Private investors will not be involved in railway construction and operation, but will enjoy a stable and reasonable return on investment, according to the statement released after the State Council meeting.
"The fund is a bit like a trust product. It will ensure returns and will be attractive to investors," Luo noted.
As far back as 2004, the central government began to encourage private capital to invest in railway construction, but private investors were hesitant to enter the area, partly because of "its low return rate," said Luo.
The China Railway Corporation, a new national railway operator and spinoff of the defunct Ministry of Railways, reported a loss of 6.88 billion yuan in the first quarter, with its debt-to-asset ratio reaching 62.31 percent.
The State Council also decided to speed up railway construction in central and western regions of China, as well as intercity railway development.

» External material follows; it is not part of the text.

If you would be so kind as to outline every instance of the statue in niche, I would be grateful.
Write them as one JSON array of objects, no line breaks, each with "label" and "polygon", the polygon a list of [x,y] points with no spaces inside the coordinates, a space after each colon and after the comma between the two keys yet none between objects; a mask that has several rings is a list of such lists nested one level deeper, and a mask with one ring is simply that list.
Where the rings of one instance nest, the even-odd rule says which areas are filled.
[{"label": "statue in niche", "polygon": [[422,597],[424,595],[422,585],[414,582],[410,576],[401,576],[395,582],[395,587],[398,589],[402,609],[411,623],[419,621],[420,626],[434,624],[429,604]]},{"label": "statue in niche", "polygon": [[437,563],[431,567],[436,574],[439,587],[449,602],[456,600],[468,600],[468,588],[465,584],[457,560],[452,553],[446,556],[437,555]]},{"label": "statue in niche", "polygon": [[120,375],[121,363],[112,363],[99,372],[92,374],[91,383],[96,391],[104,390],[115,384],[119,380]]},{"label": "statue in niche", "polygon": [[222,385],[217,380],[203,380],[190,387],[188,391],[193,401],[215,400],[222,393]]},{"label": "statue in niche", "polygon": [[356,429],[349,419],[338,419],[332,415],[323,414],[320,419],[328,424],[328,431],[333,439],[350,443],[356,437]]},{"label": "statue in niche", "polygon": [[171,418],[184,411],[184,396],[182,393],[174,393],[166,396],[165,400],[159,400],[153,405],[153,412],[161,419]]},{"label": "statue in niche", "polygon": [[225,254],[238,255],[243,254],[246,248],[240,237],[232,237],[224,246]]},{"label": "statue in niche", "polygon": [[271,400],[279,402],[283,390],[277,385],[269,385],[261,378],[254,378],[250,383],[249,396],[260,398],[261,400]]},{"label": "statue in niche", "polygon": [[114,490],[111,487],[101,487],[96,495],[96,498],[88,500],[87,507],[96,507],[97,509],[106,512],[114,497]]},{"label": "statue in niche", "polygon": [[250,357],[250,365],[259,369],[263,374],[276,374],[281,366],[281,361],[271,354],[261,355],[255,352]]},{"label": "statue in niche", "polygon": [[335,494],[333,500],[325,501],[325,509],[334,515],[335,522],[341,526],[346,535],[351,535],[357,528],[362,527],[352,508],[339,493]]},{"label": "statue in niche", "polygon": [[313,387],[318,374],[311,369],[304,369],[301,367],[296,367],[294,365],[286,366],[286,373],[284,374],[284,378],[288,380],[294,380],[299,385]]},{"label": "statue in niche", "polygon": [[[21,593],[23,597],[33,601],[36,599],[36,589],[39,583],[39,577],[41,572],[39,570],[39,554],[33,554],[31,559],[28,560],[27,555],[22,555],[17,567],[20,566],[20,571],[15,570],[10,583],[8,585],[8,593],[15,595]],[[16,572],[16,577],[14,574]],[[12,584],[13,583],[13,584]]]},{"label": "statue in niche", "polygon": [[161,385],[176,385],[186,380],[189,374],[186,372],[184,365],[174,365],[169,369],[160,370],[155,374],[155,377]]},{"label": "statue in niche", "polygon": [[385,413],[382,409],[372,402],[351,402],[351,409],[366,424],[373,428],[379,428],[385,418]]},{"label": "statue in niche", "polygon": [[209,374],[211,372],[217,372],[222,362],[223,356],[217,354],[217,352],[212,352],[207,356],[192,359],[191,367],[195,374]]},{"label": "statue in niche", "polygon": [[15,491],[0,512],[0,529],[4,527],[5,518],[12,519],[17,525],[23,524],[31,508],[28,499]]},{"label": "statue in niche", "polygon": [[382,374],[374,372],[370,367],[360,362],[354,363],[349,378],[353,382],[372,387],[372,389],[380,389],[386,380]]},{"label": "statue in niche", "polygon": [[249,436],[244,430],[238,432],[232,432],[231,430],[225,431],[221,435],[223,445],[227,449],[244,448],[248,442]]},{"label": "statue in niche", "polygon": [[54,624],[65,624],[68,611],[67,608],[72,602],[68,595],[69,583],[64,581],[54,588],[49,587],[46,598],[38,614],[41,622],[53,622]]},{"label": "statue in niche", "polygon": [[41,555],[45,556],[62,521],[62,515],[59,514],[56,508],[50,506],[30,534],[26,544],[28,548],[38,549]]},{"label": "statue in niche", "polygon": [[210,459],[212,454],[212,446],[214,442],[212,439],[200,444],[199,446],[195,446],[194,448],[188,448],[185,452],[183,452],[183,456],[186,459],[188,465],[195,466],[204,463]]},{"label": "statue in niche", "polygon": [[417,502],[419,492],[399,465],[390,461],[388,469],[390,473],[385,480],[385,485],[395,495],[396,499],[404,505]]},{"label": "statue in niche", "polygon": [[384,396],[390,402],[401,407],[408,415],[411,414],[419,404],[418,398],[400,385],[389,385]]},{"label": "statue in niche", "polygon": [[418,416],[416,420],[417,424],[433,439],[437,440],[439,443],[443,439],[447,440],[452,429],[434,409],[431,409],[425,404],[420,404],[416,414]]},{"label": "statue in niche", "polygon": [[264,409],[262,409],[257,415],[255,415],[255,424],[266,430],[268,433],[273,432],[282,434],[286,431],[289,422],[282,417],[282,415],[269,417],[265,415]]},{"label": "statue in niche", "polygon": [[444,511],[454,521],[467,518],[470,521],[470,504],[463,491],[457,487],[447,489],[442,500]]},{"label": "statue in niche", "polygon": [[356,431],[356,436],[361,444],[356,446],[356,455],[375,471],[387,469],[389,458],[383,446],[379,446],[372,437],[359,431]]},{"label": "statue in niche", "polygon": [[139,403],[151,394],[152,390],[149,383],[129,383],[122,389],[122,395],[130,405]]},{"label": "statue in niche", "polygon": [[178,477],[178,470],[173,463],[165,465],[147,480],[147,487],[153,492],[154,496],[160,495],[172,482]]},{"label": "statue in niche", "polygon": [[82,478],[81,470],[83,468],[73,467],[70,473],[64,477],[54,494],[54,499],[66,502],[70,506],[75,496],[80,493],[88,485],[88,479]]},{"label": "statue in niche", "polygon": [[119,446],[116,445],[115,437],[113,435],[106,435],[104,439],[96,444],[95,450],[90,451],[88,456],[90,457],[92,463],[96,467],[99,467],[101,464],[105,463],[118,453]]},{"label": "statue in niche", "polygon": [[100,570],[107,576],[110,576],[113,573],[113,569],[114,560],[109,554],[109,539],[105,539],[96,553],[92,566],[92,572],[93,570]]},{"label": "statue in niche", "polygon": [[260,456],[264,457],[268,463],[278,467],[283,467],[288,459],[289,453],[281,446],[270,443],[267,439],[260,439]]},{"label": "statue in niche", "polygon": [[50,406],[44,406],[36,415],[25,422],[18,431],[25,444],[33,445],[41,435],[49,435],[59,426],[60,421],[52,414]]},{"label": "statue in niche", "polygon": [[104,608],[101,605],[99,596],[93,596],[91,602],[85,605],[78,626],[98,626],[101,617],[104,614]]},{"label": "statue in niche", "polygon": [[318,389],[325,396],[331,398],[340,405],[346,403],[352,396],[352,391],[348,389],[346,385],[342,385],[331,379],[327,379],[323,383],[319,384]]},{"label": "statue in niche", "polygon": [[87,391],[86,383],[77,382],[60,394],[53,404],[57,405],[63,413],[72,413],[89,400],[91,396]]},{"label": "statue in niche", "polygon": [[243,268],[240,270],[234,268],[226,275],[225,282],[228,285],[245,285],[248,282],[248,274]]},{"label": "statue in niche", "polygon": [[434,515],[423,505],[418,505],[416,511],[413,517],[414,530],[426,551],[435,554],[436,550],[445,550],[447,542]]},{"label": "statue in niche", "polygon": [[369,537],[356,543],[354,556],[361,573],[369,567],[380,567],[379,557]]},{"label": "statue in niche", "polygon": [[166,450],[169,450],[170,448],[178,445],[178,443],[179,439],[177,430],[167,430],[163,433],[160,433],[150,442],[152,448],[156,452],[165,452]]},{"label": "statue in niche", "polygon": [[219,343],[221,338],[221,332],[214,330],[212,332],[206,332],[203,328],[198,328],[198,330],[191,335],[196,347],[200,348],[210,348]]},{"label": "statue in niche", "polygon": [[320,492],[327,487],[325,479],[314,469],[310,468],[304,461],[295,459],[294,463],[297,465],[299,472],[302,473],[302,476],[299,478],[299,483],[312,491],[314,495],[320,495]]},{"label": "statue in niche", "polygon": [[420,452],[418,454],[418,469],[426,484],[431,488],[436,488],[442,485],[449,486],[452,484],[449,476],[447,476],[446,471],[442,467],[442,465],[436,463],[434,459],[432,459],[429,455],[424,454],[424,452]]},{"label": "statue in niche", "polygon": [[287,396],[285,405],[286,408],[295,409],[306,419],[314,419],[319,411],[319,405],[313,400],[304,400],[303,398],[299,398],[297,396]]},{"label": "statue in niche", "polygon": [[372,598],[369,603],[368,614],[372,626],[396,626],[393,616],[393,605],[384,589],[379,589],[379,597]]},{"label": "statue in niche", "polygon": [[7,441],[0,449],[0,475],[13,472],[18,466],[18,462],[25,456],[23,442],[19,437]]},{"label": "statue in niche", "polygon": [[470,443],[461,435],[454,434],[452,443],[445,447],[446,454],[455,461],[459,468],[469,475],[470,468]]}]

"It is a wise move," Sun Zhang, a rail expert with Tongji University, told the Global Times Thursday, explaining that relatively poor transportation infrastructure is one of the major obstacles for economic development in western regions of China.
Sun also noted that the investment fund should be allocated toward construction of ordinary intercity railways, rather than high-speed rail, "which sometimes is a waste of money."
The State Council meeting also required more comprehensive development of the land used by railways and railway stations.
Currently most of the railway stations in China only have one or two floors and lack commercial property development, unlike stations in developed countries.
"Comprehensive development could offset capital shortages for railway construction," Luo of the NDRC noted.